Kean made his remarks during an interview with CBS News, broadcast Wednesday evening. "As you read the [commission's] report, you're going to have a pretty clear idea what wasn't done and what should have been done," he said. "This was not something that had to happen."
Kean, known for his easygoing, bipartisan style, also raised the specter that the commission might place blame on specific administration officials, including perhaps those in the intelligence community who failed to connect the many clues that came before Sept. 11 hinting at a pending attack. "There are people that, if I was doing the job, would certainly not be in the position they were in at that time, because they failed," said Kean. "They simply failed." Kean didn't name the individuals in question.
"We welcome that admission, and it's something we've wanted to hear for a long time," says Lorie Van Auken, whose husband died in the attack on the World Trade Center. "That's why we asked for an investigation, because nothing about the official story made sense."
"It's quite shocking to hear a Republican come out on a network broadcast and say the administration could have, and should have, prevented the attacks," adds Kyle Hence, co-founder of 9/11 Citzens Watch, an advocacy group that monitors investigations into the terrorist attacks. "That's a sea change for this commission." (Perhaps it was too drastic of a change; appearing on ABC's "Nightline" Thursday night, Kean moved to soften his comments, suggesting it's early to determine if administration officials made any mistakes that led to 9/11.)
Twelve months ago, Bush appointed Kean to head the National Commission on Terrorist Attacks Upon the United States, created by Congress to conduct a comprehensive investigation into the worst such attacks in American history. The commission, which has battled the administration over funding issues as well as access to key documents, faces a daunting May 2004 cutoff date for its final, sprawling report. It will deal with everything from immigration policy to the nation's air defense.
"I think it's a positive turn of events to hear the chairman talk about accountability," says Hence. "Commissioners had denied that was their mandate. Their tone all along was, 'This committee isn't about placing blame, but to determine how the United States can prevent the next attack.' Nobody else has talked about placing blame and pointing the finger at people in positions of power."
Van Auken wonders if Kean has learned something new that prompted his remarks. The chairman was recently granted access to sensitive presidential daily briefings and also obtained 9/11 documents that had been subpoenaed from the North American Air Defense Command (NORAD) and the Federal Aviation Administration. The Family Steering Committee, which lobbied for the creation of the commission, is urging that any newly discovered facts should be immediately passed along to Congress, rather than held for the final report in May.
"Any new information that the Commission has learned in its investigation must be swiftly acted upon and passed into law so that any known failures can be remedied," the committee said in statement. It noted that back on Nov. 27, 2002, Bush himself stated, "I hope that the commission will act quickly ... if there's changes that need to be made, we need to know them as soon as possible, for the security of our country. The sooner we have the commission's conclusions, the sooner this administration will act on them."

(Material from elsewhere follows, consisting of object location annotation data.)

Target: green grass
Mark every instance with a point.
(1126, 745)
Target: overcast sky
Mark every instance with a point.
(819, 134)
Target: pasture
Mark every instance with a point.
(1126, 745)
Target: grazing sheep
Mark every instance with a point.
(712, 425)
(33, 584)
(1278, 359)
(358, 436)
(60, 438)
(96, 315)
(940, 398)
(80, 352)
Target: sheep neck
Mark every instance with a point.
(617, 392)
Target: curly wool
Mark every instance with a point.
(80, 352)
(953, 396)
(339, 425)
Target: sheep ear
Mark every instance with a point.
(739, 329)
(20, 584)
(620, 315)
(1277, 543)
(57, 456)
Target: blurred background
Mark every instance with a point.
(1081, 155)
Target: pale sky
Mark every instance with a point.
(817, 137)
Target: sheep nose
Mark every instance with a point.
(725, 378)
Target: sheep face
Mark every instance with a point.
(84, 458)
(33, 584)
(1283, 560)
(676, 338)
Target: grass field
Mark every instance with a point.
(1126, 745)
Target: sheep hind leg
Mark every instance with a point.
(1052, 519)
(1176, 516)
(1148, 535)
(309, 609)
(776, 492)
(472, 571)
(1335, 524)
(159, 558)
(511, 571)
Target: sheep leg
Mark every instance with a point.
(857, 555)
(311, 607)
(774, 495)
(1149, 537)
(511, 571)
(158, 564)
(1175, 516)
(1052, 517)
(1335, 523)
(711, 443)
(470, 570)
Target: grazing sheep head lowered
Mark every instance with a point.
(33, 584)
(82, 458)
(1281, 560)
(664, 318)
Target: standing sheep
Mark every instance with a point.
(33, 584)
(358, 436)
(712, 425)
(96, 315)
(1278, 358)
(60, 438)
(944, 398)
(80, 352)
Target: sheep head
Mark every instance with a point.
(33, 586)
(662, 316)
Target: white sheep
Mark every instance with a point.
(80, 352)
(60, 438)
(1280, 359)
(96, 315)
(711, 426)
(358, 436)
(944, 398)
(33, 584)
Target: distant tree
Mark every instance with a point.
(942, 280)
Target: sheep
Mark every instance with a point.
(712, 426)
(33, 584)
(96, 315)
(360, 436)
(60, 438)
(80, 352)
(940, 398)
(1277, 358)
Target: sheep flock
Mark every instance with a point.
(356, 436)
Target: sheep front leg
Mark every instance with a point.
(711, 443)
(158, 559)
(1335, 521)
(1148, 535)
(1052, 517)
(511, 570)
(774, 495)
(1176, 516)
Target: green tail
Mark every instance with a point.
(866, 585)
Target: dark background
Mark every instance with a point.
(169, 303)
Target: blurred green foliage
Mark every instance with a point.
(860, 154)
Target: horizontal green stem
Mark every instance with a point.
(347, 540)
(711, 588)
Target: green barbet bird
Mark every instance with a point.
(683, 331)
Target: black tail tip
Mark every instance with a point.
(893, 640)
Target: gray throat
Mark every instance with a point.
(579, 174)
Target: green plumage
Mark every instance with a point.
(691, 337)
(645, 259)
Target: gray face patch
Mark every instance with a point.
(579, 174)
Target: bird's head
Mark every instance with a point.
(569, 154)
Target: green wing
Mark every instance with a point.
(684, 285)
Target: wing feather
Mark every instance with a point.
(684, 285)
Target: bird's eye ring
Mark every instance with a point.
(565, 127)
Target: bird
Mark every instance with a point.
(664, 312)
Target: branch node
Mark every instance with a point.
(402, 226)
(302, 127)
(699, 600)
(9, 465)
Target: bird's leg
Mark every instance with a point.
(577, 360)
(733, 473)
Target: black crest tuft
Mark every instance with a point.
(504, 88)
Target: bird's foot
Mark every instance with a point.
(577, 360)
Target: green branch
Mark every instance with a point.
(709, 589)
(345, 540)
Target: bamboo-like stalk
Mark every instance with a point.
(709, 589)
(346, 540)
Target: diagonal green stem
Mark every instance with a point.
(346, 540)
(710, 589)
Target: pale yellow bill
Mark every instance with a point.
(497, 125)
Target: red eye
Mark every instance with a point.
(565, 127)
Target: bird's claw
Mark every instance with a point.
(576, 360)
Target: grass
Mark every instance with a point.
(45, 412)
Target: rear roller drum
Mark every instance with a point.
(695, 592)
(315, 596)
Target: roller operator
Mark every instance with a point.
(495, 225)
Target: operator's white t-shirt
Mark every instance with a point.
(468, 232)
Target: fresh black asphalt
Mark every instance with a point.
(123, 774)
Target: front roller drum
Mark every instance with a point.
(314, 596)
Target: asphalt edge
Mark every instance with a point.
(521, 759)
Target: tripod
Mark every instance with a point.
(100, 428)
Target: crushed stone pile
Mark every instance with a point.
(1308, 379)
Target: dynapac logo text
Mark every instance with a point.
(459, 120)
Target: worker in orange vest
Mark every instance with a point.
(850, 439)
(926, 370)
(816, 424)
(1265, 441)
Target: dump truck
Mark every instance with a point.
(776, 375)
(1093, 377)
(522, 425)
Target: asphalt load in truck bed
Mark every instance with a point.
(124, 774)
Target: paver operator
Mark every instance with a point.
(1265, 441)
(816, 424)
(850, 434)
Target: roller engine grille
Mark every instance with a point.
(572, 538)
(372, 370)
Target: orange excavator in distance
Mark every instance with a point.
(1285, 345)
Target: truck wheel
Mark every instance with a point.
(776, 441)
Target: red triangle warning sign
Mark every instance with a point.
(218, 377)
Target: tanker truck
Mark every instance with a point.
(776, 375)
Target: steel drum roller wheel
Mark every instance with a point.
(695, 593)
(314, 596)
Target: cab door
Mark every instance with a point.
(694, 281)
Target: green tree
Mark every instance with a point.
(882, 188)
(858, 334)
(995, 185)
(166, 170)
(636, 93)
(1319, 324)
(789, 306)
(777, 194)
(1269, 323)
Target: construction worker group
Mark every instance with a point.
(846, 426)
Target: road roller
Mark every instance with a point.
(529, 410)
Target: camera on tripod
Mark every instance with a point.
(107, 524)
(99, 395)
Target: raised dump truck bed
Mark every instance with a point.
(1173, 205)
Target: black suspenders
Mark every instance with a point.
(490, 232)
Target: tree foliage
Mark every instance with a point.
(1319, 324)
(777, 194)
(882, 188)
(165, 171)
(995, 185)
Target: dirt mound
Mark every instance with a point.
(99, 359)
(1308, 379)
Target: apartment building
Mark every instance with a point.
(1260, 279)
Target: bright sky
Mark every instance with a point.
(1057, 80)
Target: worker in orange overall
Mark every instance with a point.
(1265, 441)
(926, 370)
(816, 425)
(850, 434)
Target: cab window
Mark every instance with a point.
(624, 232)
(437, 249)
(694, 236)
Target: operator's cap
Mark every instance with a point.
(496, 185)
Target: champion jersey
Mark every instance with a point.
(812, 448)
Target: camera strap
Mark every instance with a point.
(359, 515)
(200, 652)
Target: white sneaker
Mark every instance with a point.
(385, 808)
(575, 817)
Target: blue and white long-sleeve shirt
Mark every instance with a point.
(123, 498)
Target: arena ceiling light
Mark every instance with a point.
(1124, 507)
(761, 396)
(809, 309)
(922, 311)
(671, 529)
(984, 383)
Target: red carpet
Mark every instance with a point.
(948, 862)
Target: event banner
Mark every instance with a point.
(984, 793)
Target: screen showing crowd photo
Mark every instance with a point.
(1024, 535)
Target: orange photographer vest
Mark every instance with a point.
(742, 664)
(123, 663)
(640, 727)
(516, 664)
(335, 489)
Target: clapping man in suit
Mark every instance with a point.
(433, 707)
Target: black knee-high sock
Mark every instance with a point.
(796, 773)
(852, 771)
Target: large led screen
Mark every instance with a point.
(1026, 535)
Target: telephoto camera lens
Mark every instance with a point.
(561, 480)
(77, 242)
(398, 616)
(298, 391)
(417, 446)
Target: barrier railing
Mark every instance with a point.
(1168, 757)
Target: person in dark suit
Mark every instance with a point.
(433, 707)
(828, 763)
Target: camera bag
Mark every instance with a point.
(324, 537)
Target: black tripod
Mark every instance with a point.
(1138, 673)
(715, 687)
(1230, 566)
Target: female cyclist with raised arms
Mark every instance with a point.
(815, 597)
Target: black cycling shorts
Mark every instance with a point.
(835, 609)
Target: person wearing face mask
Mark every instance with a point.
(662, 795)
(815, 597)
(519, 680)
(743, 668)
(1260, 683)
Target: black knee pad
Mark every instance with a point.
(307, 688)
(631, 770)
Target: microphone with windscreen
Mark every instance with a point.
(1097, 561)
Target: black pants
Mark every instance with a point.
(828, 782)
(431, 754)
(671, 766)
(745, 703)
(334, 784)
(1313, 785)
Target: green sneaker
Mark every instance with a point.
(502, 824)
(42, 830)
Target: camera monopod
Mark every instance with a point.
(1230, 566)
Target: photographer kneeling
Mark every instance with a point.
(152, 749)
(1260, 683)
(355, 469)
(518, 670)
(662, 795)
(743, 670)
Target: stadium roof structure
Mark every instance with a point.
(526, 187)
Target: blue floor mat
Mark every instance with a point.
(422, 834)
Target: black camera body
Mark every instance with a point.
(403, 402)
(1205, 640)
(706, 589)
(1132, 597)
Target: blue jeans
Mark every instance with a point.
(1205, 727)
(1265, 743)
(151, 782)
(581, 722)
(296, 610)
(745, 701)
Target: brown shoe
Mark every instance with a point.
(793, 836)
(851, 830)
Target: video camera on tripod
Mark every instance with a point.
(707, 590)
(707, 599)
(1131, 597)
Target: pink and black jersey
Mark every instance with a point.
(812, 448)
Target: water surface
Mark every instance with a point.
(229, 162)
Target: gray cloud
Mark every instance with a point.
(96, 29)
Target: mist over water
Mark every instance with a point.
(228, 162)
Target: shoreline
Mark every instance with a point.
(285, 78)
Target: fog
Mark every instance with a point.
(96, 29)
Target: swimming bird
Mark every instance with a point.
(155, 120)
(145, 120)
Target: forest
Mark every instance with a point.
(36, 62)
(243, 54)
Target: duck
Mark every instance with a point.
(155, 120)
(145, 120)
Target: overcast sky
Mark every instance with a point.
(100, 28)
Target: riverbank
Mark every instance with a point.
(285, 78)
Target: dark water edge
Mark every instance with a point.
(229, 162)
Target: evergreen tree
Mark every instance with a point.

Asked if he thought Kean's recent remarks signaled a more aggressive phase of the investigation, Bill Harvey, whose wife died in the World Trade Center attacks, says he is "cautiously optimistic." For months, he and other skeptics have been critical of the commission's progress, pointing to lackluster public hearings that dealt with policy issues and not the events of 9/11, as well as subpoena power that went largely unused.
"There's been a complete lack of substantive, hard-hitting hearings with witnesses actually answering questions from commissioners," Hence complains. "That's an investigation, and we haven't seen that yet."
But they may soon. CBS reported that Kean promises major revelations next year. And starting in January the commission's hearings will focus much more closely on Sept. 11 itself and will feature senior administration officials involved with intelligence and national security. "In that kind of setting people may well be sworn in to testify and the proceedings will resemble a more conventional hearing," commission spokesman Al Felzenberg, told Salon earlier this year.
"We've been waiting for a long time for these types of hearings," says Van Auken, who wants to find out why Bush sat with elementary school children on the morning of Sept. 11 for nearly 30 minutes after the second World Trade Center tower was hit. Why Condoleezza Rice, Bush's national security advisor, told reporters the administration never guessed terrorists would use hijacked planes as missiles, when there were scores of instances when government agencies had suggested just such an attack might one day occur. And why it took the FAA 29 minutes to notify NORAD that American Airlines Flight 77, bound for Los Angeles, was drastically off course and heading for Washington, after two hijacked planes had already crashed into the World Trade Center.
"It's been over two years, and it's time to answer these questions," Van Auken says.